World J Gastroenterol. Mar 21, 2010; 16(11): 1304-1313
Published online Mar 21, 2010. doi: 10.3748/wjg.v16.i11.1304
Figure 1
Figure 1 Gut microflora derived lipopolysaccharide (LPS)-dissemination, detoxification, and multi-organ host response and effects of alcohol use. A number of key events in LPS translocation and host response are depicted. First, upon translocation across the gut barrier, LPS enters circulation via two different routes: the portal vein or lymphatic vessels. LPS in the portal vein is directly delivered to the liver and most of it is detoxified and excreted, whereas most LPS in lymphatics are released into the circulation at the thoracic duct opening. Between the two routes, portal dissemination is dominant under normal conditions whereas a few known conditions including fatty diet and ischemic injury stimulate lymphatic dissemination. Second, a healthy liver plays a key role in the detoxification of LPS in the portal vein and systemic circulation but also generates a balanced cytokine milieu that lead to a contained inflammation and limited damage.

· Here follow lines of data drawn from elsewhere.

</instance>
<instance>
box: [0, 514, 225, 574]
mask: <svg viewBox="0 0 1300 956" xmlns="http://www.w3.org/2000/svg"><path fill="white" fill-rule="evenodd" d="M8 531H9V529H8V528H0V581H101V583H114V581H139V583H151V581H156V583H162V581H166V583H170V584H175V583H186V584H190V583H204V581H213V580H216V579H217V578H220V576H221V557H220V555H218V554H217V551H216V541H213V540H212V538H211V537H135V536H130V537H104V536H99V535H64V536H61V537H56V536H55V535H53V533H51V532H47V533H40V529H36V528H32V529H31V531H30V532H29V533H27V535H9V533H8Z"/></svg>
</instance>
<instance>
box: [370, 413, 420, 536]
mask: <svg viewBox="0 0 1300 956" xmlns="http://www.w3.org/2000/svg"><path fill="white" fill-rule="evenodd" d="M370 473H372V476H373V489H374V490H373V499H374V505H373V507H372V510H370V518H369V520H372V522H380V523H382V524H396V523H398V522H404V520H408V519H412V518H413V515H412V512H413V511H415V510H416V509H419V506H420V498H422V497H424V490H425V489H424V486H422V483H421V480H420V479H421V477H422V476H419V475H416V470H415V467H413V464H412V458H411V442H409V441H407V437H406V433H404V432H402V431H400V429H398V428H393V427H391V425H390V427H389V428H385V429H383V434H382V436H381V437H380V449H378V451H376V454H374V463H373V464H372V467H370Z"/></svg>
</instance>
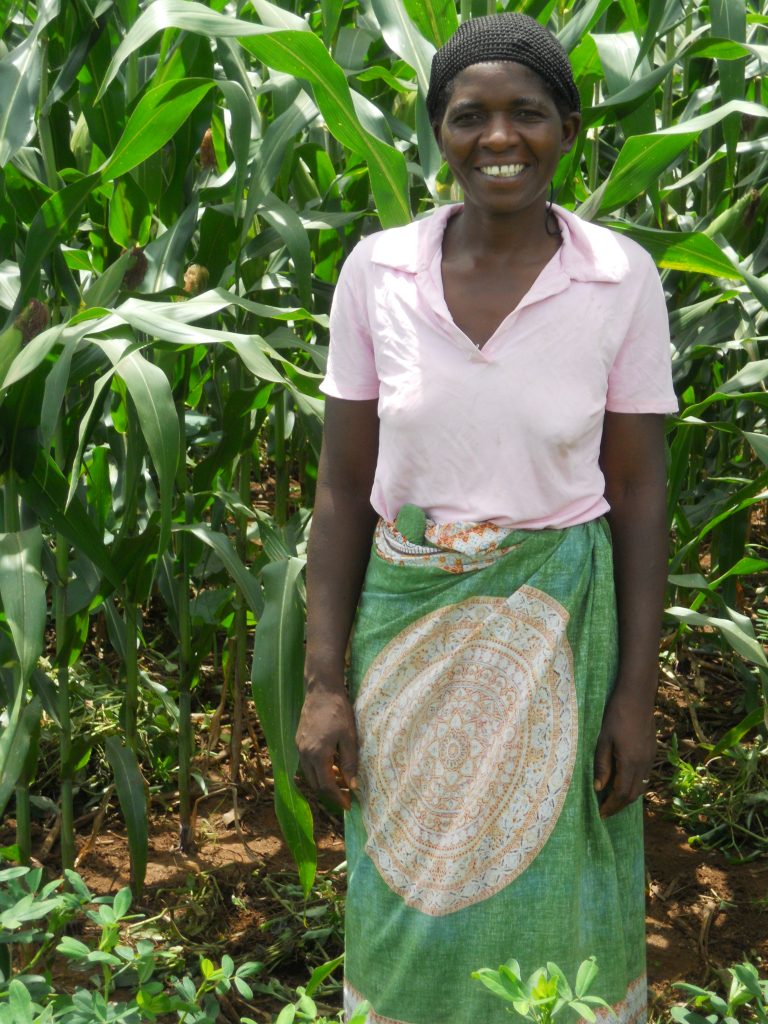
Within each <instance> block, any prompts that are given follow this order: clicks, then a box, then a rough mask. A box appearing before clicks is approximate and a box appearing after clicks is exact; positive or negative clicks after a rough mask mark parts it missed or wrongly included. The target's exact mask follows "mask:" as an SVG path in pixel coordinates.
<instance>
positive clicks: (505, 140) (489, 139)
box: [481, 114, 519, 150]
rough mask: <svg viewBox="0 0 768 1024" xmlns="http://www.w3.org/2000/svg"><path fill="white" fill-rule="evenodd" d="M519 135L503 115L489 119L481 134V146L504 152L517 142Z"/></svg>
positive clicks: (496, 115) (508, 118)
mask: <svg viewBox="0 0 768 1024" xmlns="http://www.w3.org/2000/svg"><path fill="white" fill-rule="evenodd" d="M518 137H519V135H518V132H517V127H516V125H515V123H514V122H513V121H512V120H511V119H510V118H508V117H506V116H505V115H504V114H498V115H495V116H494V117H492V118H489V119H488V121H487V122H486V124H485V130H484V132H483V133H482V139H481V141H482V144H483V145H487V146H489V147H490V148H494V150H506V148H507V147H508V146H509V145H511V144H513V143H514V142H516V141H517V139H518Z"/></svg>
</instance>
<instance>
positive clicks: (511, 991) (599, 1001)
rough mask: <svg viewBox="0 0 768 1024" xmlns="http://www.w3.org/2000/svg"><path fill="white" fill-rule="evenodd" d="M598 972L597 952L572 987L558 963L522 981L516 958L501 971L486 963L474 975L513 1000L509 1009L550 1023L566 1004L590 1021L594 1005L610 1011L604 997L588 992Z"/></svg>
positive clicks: (505, 1001)
mask: <svg viewBox="0 0 768 1024" xmlns="http://www.w3.org/2000/svg"><path fill="white" fill-rule="evenodd" d="M596 976H597V963H596V961H595V957H594V956H590V958H589V959H586V961H584V963H583V964H582V965H581V967H580V968H579V971H578V973H577V979H575V983H574V985H573V987H572V988H571V986H570V985H569V984H568V981H567V979H566V977H565V975H564V974H563V972H562V971H561V970H560V968H559V967H558V966H557V964H547V966H546V968H539V970H538V971H535V972H534V973H532V974H531V975H530V977H529V978H528V979H527V981H523V979H522V975H521V973H520V965H519V964H518V963H517V961H516V959H510V961H507V963H506V964H502V966H501V967H500V968H499V970H498V971H492V969H490V968H487V967H484V968H481V969H480V970H479V971H473V972H472V977H473V978H474V979H476V980H477V981H480V982H482V984H483V985H484V986H485V987H486V988H487V989H489V990H490V991H492V992H493V993H494V994H495V995H498V996H499V998H501V999H504V1001H505V1002H509V1004H510V1006H509V1007H507V1010H508V1011H509V1013H511V1014H517V1015H518V1016H520V1017H524V1018H525V1020H529V1021H532V1022H534V1024H550V1022H551V1021H552V1020H554V1018H555V1017H556V1016H557V1015H558V1014H559V1013H561V1012H562V1011H563V1010H565V1009H566V1008H570V1009H571V1010H574V1011H575V1012H577V1013H578V1014H579V1016H580V1017H583V1018H584V1019H585V1020H587V1021H590V1022H594V1021H595V1020H596V1017H595V1013H594V1011H593V1009H592V1008H593V1007H603V1008H605V1009H606V1010H608V1011H611V1008H610V1007H609V1006H608V1004H607V1002H606V1001H605V999H602V998H600V996H599V995H589V994H588V992H589V990H590V988H591V987H592V983H593V982H594V980H595V977H596ZM611 1013H612V1011H611Z"/></svg>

Third, LPS in circulation is accessible to many organs and plays a major role in multi-organ damage, especially when LPS detoxification in liver is compromised. Lastly, LPS and its immune mediators (pro-inflammatory cytokines) can activate the neuroendocrine response in the central nervous system (CNS) that leads to the activation of the hypothalamo-pituitary-adrenal (HPA) axis and then the synthesis of cortisol, which down-regulates inflammatory responses in the periphery. A number of key sites under alcohol influence are depicted. First, alcohol enhances LPS translocation across the gut barrier by increasing microflora content and impairing gut barrier function. Second, alcohol stimulates LPS dissemination via lymphatics, evidenced by a rapid rise in circulating LPS in healthy animals fed with acute alcohol. The potential use of the portal route remains to be determined. Third, chronic alcohol use not only adversely affects the liver’s ability to detoxify LPS but also affects the liver’s ability to synthesize a key anti-inflammatory cytokine, interleukin (IL)-10. Lastly, chronic alcohol reduces the synthesis of neuroendocrine effectors that regulate systemic inflammation. Together, chronic alcohol impairs the balance of microflora in the gut, gut barrier function, the liver’s ability to detoxify bacterial products and to generate a balanced cytokine milieu, and the brain’s ability to regulate inflammation in the periphery. GI: Gastrointestinal.